Audio Demo 1 13.5 MByte mp3 (First dry: just VCOs thru VCA. Then VCOs thru SSM2040 filter, VCA and Reverb.)

CS-80-Style PWM

Like the Yamaha CS-80, the Living VCOs have a limited pulse width. Even with strong pulse width modulation, you never "loose" the VCO signal, because you never get down to 0% or up to 100% pulse width. What may sound like a limitation at first, actually opens the possiblitity of "overmodulation": You can modulate the pulse width with a triangle LFO of rather slow rate, and with a depth that would normally be bigger that 100% modulation index. As a result, the modulation is clipped, becomes trapeuoid-shaped. Musically, this is like a periodic "push" of the modulated oscillator's pitch - something that sounds less detuned than ordinary PWM and allows a sonically very rich modulation.
Single-VCO-PWM-demo (One VCO thru wide open filter + VCA + reverb)







BOM

Bill of Materials

PCB

Component Overlay (component values)

Component Overlay  (reference designators)

Schematics

Schematics, Page 1

Schematics, Page 2

Schematics, Page 3

Schematics, Page 4

Wiring diagrams

What I provide is just the PCB and some ideas how to hook it up.
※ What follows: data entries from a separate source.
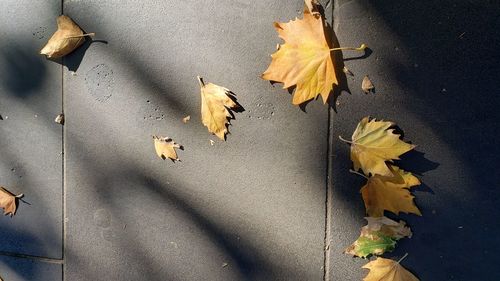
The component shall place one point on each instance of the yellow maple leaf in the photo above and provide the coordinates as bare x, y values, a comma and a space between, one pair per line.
387, 270
305, 59
390, 193
165, 148
372, 144
216, 102
8, 201
65, 40
378, 236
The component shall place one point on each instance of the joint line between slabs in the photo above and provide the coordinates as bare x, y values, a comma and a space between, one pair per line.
329, 185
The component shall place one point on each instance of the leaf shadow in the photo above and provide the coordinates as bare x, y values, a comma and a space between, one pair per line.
24, 71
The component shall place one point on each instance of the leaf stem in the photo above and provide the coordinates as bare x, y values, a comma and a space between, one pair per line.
403, 258
357, 173
83, 35
344, 140
200, 80
360, 48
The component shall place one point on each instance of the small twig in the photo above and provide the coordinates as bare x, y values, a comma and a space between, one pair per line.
361, 48
83, 35
357, 173
344, 140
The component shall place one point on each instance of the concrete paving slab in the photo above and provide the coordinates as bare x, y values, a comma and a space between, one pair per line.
434, 67
31, 143
251, 208
23, 269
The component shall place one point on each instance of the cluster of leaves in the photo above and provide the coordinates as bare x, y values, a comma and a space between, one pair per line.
374, 147
304, 62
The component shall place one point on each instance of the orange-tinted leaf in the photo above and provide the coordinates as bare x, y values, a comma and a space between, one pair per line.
305, 59
390, 193
9, 201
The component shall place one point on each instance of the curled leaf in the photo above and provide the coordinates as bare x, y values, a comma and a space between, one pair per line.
347, 71
65, 40
216, 103
390, 193
373, 143
378, 236
59, 119
165, 148
305, 58
367, 85
9, 201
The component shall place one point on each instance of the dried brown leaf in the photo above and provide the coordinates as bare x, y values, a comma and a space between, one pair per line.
65, 40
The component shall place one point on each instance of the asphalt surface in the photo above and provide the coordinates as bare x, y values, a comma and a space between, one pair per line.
103, 206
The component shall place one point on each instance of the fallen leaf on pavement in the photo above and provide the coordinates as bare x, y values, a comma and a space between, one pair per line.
382, 193
347, 71
165, 148
9, 201
378, 236
372, 144
305, 58
59, 119
387, 270
367, 85
65, 40
216, 103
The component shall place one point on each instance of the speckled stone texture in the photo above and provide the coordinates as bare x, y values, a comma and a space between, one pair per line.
435, 69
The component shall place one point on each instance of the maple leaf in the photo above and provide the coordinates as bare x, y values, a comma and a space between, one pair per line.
65, 40
165, 148
305, 59
216, 102
390, 193
378, 236
372, 144
387, 270
9, 201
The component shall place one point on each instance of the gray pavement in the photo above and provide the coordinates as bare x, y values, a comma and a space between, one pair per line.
103, 206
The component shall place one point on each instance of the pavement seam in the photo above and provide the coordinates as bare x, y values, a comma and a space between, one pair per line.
329, 184
63, 166
31, 257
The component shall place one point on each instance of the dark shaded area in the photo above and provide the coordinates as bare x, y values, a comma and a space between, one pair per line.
450, 83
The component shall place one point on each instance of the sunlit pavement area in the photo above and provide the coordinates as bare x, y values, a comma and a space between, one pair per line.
276, 200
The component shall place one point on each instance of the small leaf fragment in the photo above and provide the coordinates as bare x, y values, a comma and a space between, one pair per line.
65, 40
305, 59
378, 236
392, 194
216, 103
373, 143
385, 225
9, 201
367, 85
387, 270
165, 148
59, 119
347, 71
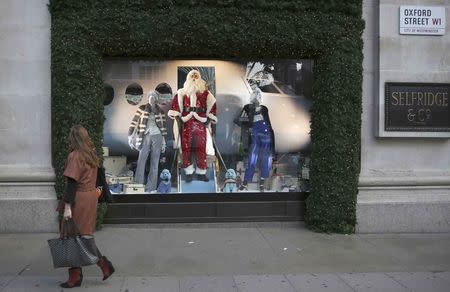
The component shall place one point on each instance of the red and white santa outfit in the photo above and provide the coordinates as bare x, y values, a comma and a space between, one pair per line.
194, 104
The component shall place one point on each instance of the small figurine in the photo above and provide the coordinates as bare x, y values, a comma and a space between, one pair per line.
230, 185
165, 186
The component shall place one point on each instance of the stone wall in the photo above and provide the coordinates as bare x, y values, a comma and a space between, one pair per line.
27, 196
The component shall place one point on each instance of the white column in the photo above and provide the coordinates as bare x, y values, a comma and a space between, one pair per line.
27, 195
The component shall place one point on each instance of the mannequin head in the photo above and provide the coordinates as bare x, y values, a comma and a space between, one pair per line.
153, 98
255, 96
194, 83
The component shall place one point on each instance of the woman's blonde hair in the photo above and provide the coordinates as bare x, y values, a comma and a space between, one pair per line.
80, 141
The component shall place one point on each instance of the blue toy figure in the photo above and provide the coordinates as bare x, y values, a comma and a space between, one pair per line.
230, 185
165, 186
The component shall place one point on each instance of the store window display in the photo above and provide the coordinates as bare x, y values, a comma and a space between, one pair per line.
194, 109
255, 117
146, 134
231, 126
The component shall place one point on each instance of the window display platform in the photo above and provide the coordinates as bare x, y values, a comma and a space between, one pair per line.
240, 207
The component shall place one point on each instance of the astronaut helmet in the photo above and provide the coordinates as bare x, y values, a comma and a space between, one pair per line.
153, 97
255, 95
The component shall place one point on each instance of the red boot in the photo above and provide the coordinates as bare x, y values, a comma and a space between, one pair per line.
75, 278
106, 267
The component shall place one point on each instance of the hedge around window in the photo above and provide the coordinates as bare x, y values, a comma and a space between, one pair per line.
328, 31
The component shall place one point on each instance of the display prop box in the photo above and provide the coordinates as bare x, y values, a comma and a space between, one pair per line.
119, 179
133, 188
114, 165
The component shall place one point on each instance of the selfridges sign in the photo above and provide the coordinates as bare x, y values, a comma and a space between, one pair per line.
417, 107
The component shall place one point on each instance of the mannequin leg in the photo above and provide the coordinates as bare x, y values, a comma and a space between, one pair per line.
142, 159
152, 179
266, 155
252, 159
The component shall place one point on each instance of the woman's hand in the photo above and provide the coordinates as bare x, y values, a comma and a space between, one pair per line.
67, 212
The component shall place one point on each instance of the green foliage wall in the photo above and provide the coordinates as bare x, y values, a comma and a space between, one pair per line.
329, 31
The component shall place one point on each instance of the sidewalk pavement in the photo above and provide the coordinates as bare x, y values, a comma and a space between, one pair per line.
238, 257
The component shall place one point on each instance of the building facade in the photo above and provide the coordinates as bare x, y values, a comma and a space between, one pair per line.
404, 183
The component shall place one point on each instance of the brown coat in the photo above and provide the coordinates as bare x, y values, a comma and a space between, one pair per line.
84, 208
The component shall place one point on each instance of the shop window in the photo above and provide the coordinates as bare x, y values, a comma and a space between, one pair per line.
134, 94
109, 94
246, 130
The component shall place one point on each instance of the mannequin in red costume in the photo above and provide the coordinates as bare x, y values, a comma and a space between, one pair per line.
193, 107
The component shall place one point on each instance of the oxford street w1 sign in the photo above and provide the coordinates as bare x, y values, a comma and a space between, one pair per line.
422, 20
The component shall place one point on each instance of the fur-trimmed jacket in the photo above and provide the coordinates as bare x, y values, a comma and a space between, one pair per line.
139, 123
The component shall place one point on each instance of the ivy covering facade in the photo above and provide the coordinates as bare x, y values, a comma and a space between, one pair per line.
328, 31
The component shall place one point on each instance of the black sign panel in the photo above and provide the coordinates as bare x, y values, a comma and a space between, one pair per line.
417, 107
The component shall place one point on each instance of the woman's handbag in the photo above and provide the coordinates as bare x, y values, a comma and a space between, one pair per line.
71, 249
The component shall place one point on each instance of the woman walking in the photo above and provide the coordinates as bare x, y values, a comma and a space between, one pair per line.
80, 199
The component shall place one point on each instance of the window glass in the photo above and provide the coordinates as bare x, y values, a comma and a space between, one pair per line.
207, 126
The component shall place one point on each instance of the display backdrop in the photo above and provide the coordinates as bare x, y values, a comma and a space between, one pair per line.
84, 32
284, 88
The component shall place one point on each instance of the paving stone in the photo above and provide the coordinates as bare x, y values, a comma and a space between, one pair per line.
422, 281
372, 282
34, 284
4, 280
208, 284
444, 275
151, 284
263, 283
318, 283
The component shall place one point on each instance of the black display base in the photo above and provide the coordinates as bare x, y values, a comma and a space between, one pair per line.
196, 208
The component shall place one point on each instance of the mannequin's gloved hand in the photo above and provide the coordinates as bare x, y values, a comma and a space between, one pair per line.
163, 146
187, 117
130, 142
67, 212
199, 118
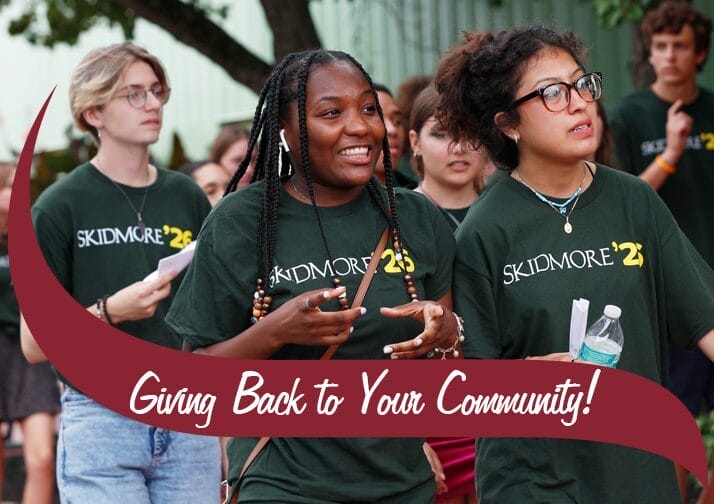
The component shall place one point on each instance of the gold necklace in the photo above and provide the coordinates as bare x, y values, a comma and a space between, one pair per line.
306, 198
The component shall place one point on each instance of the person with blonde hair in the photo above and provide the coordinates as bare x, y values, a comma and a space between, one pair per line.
452, 174
102, 229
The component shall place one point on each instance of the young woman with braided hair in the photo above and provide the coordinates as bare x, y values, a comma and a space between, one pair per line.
313, 217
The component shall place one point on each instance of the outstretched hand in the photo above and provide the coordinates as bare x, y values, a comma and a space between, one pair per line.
440, 329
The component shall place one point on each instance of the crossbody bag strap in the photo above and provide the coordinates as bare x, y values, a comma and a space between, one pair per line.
356, 302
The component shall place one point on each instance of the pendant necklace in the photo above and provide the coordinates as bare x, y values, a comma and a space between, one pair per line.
139, 221
560, 208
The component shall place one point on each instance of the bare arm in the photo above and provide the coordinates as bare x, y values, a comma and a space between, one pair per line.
706, 344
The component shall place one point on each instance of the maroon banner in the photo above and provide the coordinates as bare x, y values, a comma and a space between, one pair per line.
217, 396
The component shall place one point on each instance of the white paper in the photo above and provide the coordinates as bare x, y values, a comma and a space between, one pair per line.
176, 262
578, 325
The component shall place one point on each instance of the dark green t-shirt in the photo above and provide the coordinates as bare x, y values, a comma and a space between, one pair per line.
214, 304
515, 277
638, 123
89, 236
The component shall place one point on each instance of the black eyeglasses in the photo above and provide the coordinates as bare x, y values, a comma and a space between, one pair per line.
137, 96
556, 96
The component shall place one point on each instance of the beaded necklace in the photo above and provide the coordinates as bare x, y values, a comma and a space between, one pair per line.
262, 302
560, 208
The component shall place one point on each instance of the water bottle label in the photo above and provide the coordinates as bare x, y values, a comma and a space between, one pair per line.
597, 357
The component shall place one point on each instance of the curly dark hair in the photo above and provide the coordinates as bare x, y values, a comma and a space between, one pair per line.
670, 17
286, 84
479, 78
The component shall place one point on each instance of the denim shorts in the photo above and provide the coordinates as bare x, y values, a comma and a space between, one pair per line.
105, 457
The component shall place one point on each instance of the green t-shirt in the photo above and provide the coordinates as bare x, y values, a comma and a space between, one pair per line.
515, 276
9, 311
89, 236
214, 304
638, 124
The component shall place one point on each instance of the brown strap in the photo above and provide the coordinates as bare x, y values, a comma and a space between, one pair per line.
356, 302
364, 284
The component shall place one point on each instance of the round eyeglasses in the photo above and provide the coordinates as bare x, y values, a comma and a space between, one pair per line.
137, 96
556, 96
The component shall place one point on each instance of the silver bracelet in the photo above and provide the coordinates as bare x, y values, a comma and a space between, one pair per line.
452, 349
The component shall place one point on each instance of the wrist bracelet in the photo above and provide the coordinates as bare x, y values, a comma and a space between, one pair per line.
105, 311
665, 166
452, 349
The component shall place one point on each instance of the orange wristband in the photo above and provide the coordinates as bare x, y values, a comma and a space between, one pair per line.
665, 166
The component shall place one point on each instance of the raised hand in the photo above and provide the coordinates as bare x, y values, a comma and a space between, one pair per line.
138, 301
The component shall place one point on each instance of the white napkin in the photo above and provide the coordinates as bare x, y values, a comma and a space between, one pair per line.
578, 325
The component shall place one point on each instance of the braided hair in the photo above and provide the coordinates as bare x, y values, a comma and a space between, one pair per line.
288, 82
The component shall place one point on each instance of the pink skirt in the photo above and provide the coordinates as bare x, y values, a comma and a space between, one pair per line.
458, 457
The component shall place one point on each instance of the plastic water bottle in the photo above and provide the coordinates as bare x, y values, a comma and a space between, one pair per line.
603, 341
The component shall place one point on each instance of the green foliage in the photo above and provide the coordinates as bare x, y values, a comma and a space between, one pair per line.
612, 13
49, 22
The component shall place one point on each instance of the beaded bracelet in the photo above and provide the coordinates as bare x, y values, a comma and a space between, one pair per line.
665, 166
459, 338
105, 311
98, 309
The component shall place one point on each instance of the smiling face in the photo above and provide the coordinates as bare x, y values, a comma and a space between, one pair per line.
674, 57
344, 130
395, 130
445, 163
545, 137
119, 122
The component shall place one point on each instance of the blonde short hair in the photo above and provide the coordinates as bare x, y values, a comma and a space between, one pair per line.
6, 169
97, 76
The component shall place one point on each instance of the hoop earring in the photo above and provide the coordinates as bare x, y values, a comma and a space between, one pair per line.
283, 142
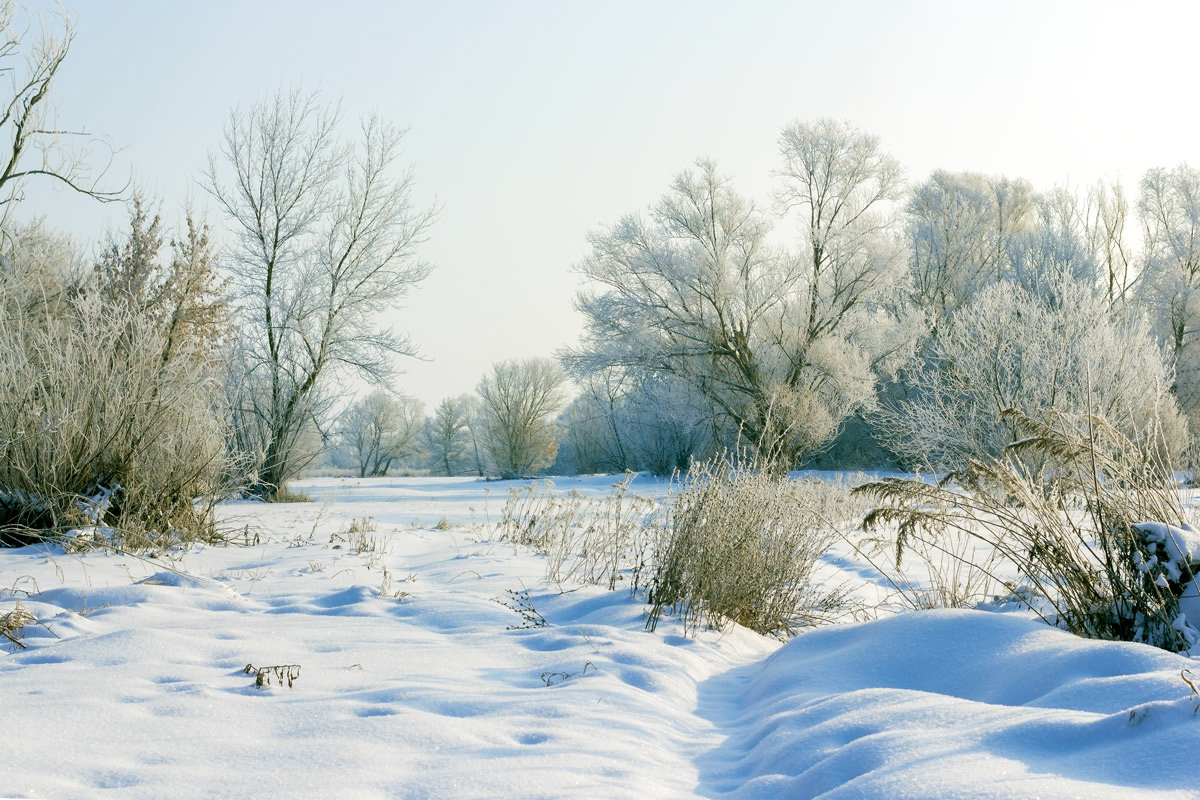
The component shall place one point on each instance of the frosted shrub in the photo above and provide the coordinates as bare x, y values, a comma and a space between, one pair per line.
598, 541
108, 421
1085, 539
738, 545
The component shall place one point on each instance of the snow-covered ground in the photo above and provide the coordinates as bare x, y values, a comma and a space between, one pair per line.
419, 671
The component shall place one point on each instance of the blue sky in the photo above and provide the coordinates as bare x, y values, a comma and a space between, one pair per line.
533, 122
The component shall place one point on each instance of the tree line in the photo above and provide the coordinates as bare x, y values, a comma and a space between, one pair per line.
851, 318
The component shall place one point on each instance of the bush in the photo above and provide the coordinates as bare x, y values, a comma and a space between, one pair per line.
738, 545
108, 419
586, 540
1096, 541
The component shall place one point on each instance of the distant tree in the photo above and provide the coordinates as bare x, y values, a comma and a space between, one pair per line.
445, 435
1105, 221
519, 402
1169, 206
1047, 355
658, 425
325, 238
379, 431
783, 343
960, 228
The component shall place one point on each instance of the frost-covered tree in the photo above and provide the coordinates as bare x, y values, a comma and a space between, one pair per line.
1169, 206
33, 144
781, 342
1107, 217
1060, 354
515, 425
109, 384
445, 435
379, 431
325, 238
621, 422
960, 227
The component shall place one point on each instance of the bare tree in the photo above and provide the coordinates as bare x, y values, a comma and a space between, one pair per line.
447, 434
325, 238
781, 342
519, 402
1169, 206
1107, 216
379, 431
31, 142
960, 228
1051, 356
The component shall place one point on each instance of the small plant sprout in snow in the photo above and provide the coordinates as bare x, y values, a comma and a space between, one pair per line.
281, 674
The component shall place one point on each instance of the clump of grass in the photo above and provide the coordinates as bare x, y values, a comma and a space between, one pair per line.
954, 571
598, 541
1073, 530
13, 621
741, 545
287, 494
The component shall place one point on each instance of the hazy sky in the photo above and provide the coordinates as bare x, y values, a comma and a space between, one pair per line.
533, 122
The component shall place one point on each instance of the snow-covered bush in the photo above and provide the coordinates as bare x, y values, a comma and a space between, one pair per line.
742, 545
1077, 537
601, 541
108, 386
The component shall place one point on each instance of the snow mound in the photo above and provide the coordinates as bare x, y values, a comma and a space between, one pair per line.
954, 703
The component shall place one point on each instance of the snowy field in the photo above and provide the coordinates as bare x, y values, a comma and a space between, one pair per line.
418, 669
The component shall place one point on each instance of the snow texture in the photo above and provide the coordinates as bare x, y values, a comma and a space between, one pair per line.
419, 679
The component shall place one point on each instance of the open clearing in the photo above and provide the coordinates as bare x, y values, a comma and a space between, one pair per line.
429, 660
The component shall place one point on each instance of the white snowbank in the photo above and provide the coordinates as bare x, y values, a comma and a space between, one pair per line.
135, 685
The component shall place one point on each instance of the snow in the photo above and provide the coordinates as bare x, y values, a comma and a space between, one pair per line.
419, 679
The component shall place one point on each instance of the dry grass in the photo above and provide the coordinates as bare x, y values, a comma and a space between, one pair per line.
108, 420
1068, 530
600, 541
287, 494
13, 621
741, 545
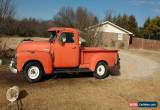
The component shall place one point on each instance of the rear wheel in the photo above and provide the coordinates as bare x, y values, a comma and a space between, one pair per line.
101, 71
33, 72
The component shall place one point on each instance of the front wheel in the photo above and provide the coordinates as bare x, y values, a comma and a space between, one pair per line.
33, 72
101, 71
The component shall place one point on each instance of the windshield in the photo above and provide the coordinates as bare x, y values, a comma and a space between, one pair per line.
53, 36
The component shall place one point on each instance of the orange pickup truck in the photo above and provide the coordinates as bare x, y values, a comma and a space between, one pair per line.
62, 53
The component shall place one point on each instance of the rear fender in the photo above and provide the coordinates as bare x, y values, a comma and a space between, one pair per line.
43, 57
109, 59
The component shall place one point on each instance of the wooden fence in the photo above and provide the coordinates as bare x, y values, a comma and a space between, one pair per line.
138, 43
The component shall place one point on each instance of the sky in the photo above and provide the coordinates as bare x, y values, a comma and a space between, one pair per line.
46, 9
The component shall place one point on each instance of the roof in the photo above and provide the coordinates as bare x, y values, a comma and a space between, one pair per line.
107, 22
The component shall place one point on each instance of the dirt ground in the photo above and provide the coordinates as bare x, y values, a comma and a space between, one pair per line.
139, 81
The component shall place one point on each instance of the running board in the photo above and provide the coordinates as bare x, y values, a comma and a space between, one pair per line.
71, 70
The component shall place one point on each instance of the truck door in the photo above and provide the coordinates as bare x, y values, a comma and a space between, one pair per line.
66, 51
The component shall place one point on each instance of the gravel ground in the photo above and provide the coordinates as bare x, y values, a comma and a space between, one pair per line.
139, 81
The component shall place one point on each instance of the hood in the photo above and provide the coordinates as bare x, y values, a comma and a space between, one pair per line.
34, 46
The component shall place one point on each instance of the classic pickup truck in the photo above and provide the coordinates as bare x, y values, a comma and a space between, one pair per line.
62, 53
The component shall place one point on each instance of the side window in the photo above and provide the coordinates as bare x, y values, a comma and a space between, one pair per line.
69, 37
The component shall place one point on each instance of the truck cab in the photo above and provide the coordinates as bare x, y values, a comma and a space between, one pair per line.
62, 53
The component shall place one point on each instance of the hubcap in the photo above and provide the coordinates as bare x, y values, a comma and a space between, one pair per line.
101, 70
33, 72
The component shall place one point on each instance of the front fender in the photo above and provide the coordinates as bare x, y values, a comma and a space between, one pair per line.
44, 58
108, 58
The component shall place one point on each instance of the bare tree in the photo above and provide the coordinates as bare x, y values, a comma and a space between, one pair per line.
7, 9
80, 19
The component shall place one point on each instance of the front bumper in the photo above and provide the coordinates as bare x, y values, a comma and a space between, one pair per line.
13, 66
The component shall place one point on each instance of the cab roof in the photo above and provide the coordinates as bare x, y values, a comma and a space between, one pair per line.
61, 29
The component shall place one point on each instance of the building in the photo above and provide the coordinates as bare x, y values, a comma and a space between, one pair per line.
113, 35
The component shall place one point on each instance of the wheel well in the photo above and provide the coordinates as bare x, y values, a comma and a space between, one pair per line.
31, 62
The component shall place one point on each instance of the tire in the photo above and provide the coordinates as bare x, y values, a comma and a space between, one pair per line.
33, 72
101, 71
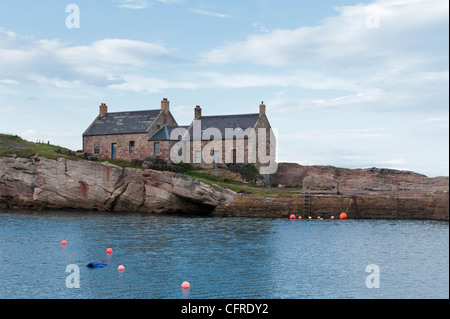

Whether you want modulation input attenuators or not, individual pulse width setting or one setting shared among 3 VCOs, is up to you. Same for output attenuators. The waveform from the 3 VCOs are roughly +/-1.2V to be compatible with Moog systems. The board also contains 3 Amplifiers to boost thsi up to the MOTM (and others) standard level of +/-5V. The rightmost pin of the SAW_n connectors carries a 0 ... 10V saw from the VCO core; there you can connect waveshapers for triangle and sine and so on, if you like. Because of the many possible choices the following options are just given as examples. Of course you can combine ideas from different options, and make your own personalized version.

Wiring, Option 1

Wiring, Option 2

Wiring, Option 3

Calibration

Calibration is quite similar to what you have on other VCOs.
S - Scale. Here you adjust the 1V/Oct tracking. Apply a CV from your Keyboard or Midi->CV Converter. Connect a guitar tuner or frequency counter to the VCO output and adjust "S" until 1 octave on the keyboard is exactly 1 octave of VCO frequency.
F - Frequency. Here you can adjust the absolute frequency (not the scale). You can set it to something like 16Hz (or whatever else you prefer) for the ccw end position of the 10-Turn front panel "Frequency" control.
H - High frequency tracking. Honestly: i didn't even adjust this in my prototype - I just left it in mid position. If you need to, you can fine tune the octave tracking for higher frequencies here.
PW1(2)(3)Adj - Pulse width adjust. With the front panel Pulse Width knob in 12 o'clock position, adjust the trimmer for 50% pulse width.